274 F. Supp. 95 | E.D. La. | 1967
FINDINGS OF FACT
I
This is a class action by the Student Nonviolent Coordinating Committee, and its chairman, H. Rap Brown, on behalf of “all black people of the United States of America similarly situated” to restrain the enforcement of the Federal Firearms Act, specifically, Title 15 U.S.C. § 902(e) as amended in 1961, and certain statutes of the State of Louisiana, specifically, L.R.S. 14:113 and 14:115, against H. Rap Brown and, in addition, to restrain defendants “from impeding, intimidating, hindering and preventing plaintiffs, or their members, friends and supporters, as well as black Americans throughout the United States”, from exercising their constitutional rights and from attaining freedom and equality.
II
On August 22, 1967, an indictment, designated as Criminal No. 20966, was returned in this Court against Brown, charging him, in two counts, with violation of Section 902(e) of Title 15, United States Code, by transporting an M-l carbine on a commercial airliner, on interstate flights, while under indictment in the State of Maryland for arson and inciting to riot.
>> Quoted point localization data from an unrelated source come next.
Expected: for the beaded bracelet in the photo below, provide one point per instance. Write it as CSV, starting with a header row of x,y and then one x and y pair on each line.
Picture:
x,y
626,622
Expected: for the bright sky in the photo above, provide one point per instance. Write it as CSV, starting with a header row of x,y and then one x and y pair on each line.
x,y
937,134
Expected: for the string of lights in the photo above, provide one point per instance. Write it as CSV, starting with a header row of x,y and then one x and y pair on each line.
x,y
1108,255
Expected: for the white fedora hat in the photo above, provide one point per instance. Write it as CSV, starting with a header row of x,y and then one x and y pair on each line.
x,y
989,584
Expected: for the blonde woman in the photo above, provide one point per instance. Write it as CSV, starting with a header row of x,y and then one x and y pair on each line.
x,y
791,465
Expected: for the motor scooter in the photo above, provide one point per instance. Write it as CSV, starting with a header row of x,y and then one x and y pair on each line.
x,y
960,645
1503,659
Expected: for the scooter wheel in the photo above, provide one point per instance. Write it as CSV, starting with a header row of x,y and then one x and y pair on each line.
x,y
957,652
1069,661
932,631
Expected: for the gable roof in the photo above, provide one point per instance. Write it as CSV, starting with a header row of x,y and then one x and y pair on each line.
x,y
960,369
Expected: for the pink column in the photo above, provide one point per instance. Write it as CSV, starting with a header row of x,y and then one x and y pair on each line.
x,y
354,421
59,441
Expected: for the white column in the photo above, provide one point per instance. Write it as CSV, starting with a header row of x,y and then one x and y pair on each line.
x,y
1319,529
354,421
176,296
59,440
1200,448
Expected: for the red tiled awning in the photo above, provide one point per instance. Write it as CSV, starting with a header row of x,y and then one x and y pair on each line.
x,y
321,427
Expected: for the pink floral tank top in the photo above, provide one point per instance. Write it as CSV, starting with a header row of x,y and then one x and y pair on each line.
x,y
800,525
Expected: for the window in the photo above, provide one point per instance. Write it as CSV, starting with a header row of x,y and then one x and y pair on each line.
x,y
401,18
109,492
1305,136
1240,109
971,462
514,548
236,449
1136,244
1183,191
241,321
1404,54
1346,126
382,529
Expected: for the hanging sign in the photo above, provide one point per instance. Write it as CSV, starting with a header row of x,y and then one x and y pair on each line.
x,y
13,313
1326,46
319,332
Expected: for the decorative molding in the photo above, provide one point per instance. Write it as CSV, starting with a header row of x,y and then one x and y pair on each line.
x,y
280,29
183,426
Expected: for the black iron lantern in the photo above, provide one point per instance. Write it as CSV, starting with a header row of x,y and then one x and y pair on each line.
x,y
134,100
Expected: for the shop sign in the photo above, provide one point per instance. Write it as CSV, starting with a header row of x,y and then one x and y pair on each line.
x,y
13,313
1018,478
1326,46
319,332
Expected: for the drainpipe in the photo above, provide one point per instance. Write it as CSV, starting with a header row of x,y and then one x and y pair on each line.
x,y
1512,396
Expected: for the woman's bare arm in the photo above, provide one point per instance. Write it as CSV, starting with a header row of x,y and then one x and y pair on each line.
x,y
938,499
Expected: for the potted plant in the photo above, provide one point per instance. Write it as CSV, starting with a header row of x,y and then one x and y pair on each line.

On September 8, 1967, Brown entered a plea of not guilty to the federal indictment and was given thirty days within which to file preliminary motions.
III
This civil action was instituted on September 8, 1967, and plaintiffs filed motions for a restraining order and for the convening of a three-judge court pursuant to the provisions of 28 U.S.C. §§ 2281, 2282 and 2284. Section 902(e) of Title 15, United States Code, is alleged to be unconstitutional, as violating the Second and Fifth Amendments to the Constitution of the United States. Louisiana Revised Statutes, 14:113 and 14:115 are alleged to be unconstitutional and violative of the First, Fourth, Fifth and Fourteenth Amendments to the Constitution of the United States.
IV
Plaintiffs do not allege that the federal defendants threaten multiple prosecutions arising out of Brown’s transporting the weapon in interstate commerce,
CONCLUSIONS OF LAW
I
The constitutional questions raised in the complaint are “wholly insubstantial, legally speaking non-existent”. The three-judge requirement is a technical one to be narrowly construed. Bailey v. Patterson, 369 U.S. 31, 82 S.Ct. 549, 7 L.Ed.2d 512 (1962).
II
Federal firearms legislation, in general, and Section 902(e) of Title 15, United States Code, in particular, have been declared to be constitutional on many occasions. Cases v. United States, 131 F.2d 916 (CA 1-1942) cert. den., Cases Velazquez v. United States, 319 U. S. 770, 63 S.Ct. 1431, 87 L.Ed. 1718; Smith v. United States, 312 F.2d 119 (CA 10-1963); United States v. Lee, 227 F. Supp. 450 (D.N.D.-1964); United States v. DePugh, 266 F.Supp. 453 (W.D.Mo.1967).
III
A three-judge court should not be convened to determine if L.R.S. 14 ¡113 and 14:115 are pre-empted by federal law. Swift & Co. v. Wickham, 382 U.S. 111, 112, 86 S.Ct. 258, 15 L.Ed.2d 194 (1965).
IV
The actions .prohibited by Louisiana law are not such as would prohibit a constitutional exercise of freedom of expression such as contemplated by the court in Dombrowski v. Pfister, 380 U.S. 479, 85 S.Ct. 1116, 14 L.Ed.2d 22 (1965).
V
The complaint alleges no special circumstances, such as found to exist in Dombrowski v. Pfister, supra, to warrant cutting short the normal adjudication of constitutional defenses in the course of the pending criminal prosecution. Ivy v. Katzenbach, 351 F.2d 32 (CA 7-1965), cert. den., 382 U.S. 958, 86 S.Ct. 437, 15 L.Ed.2d 362.
VI
This Court lacks jurisdiction to enjoin a criminal prosecution. Douglas v. City of Jeannette, 319 U.S. 157, 63 S.Ct. 877, 87 L.Ed. 1324 (1943).
VII
The action is dismissed, sua sponte. In view of this holding, the court is not called upon to reach the issue of convening a three-judge court. Nonetheless, in order to make its position crystal clear, the Court will state that the plaintiff’s motion for the convening of a three-judge court would have been denied had the issue been reached.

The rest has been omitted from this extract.